She raised the sunglasses, let her eyes ask the next question.

“Nice to see you but not really, beat it, don’t ever call, come by or anything ever again. Forget you know me, get lost, stay that way.”

“Yeah?” She stood beside him now, put her hand in his back pocket, grabbed his butt again one-handed. “Anyone I know?”

“No, you wouldn’t. Grown up sorority girl from the City I knew a long time gone. Getting married sometime. It’s cool. I should have expected it.” He sent the butt of a Marlboro menthol spinning toward the creek in pursuit of the pieces of arrogance.

“You’re nothing but a long, hard weekend a sorority girl couldn’t talk about, buddy. You should know that by now.” She turned him, draped her arms on top of his shoulders, kissed him again. She’d been to the lake already this spring, had the dusting of freckles to prove it. “You know the lady could just be protecting herself.” She grinned with a hint of girlish blush behind the freckle dust. “You look a lot like a serial fornicator I know.”

He grinned back. She was a take-charge girl who left the feeling of a thrown party in her wake, would initiate sex often and enthusiastically, anything deeper than the surface was too deep. She asked for little emotional investment, only mutual gratification, and someone willing to split the check and live in right now.
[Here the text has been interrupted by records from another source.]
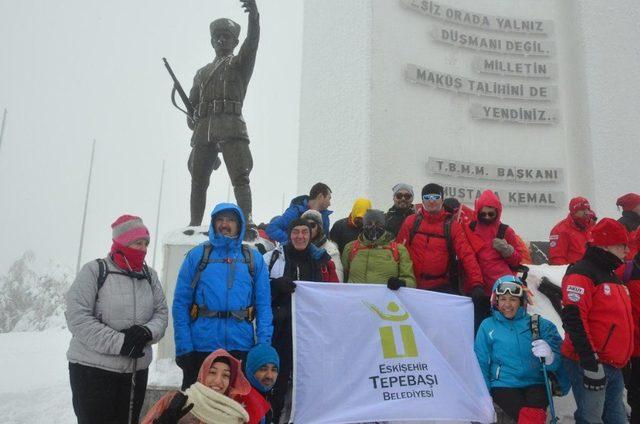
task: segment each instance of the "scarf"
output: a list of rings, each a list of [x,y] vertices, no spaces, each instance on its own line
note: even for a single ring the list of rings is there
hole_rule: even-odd
[[[205,424],[241,424],[249,422],[249,414],[235,400],[195,382],[185,392],[187,404],[193,403],[190,414]]]
[[[147,252],[122,245],[114,240],[111,245],[111,259],[124,271],[142,272]]]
It was nowhere near a forever deal, but it was going to get them both out from under some recent, claustrophobic anchored-to-a-futureless-past baggage.

She smiled, kept her eyes on his face. “Just like that, beat it?”

“She dressed it up. Wrote it by hand.”

“That was a nice touch. Personalized stationery?”

“Pretty and blue, no initials. Lipstick on a pig. Only one of those I’ve ever gotten.” He decided he liked the light freckles. Not usually, but on her they worked. “Have you ever been the most embarrassing thing that happened to someone?”

Her eyes got wide and quickly filled with humor before her voice dropped into a theatric “Noooo-ooo.”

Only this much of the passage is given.